The lights flickered. The smell of smoke was getting stronger, and the air recyclers were humming loudly, popping and crackling as they struggled to suck out the volatile particulates. A boy whose name Prax should have known whimpered, and the teacher reflexively tried to turn toward him. Prax took her elbow and wrenched her back.
“No, you made a mistake,” he said. “Who did you give Mei to?”
“The system said it was her mother! She had identification. It cleared her.”
A stutter of muted gunfire came from the hallway. Someone was screaming outside, and then the kids started to shriek. The teacher pulled her arm away. Something banged against the drop door.
“She was about thirty. Dark hair, dark eyes. She had a doctor with her, she was in the system, and Mei didn’t make any kind of fuss about it.”
“Did they take her medicine?” he asked. “Did they take her medicine?”
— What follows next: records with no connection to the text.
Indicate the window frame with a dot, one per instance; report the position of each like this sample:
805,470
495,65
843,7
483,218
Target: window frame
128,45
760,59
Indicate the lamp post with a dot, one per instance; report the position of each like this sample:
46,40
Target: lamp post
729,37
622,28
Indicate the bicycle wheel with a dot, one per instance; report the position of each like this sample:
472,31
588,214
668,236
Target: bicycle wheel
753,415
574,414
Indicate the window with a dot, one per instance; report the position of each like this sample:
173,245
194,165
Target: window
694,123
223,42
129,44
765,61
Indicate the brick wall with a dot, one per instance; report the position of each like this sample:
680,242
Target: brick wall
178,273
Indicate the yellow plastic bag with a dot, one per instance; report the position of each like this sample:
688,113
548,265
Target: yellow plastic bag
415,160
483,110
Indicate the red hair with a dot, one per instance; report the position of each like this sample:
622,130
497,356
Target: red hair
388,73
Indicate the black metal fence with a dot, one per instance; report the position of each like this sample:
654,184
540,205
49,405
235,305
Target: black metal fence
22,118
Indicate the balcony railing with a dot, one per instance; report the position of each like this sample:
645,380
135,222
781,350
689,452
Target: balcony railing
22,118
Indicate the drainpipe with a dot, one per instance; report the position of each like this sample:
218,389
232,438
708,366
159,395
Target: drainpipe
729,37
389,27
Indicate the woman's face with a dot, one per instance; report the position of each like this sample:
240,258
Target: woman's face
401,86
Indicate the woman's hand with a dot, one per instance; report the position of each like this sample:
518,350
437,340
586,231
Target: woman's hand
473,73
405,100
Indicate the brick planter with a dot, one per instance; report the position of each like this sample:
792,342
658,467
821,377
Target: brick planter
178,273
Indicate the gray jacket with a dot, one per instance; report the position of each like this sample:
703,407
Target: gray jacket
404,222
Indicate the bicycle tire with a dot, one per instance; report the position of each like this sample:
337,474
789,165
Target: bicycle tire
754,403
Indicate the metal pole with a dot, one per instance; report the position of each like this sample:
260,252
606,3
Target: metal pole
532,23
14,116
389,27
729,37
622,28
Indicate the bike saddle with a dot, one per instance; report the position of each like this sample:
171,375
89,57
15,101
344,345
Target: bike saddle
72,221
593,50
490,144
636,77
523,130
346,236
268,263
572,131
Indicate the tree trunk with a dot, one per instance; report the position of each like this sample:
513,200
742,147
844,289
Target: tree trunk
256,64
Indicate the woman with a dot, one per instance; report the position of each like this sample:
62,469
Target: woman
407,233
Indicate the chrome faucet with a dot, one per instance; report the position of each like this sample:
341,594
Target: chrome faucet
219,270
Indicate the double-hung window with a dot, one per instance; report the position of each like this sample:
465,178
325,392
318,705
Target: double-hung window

“No. I don’t know. I don’t think so.”
Without meaning to, Prax shook the woman. Only once, but hard. If Mei didn’t have her medicine, she’d already missed her midday dose. She might make it as long as morning before her immune system started shutting down.
“Show me,” Prax said. “Show me the picture. The woman who took her.”
“I can’t! The system’s down!” the teacher shouted. “They’re killing people in the hallway!”
The circle of children dissolved, screams riding on the backs of screams. The teacher was crying, her hands pressed to her face. Her skin had an almost blue cast to it. He could feel the raw animal panic leaping through his brain. The calm that fell on him didn’t take away from it.
“Is there an evacuation tunnel?” he asked.
“They told us to stay here,” the teacher said.
“I’m telling you to evacuate,” Prax said, but what he thought was I have to find Mei.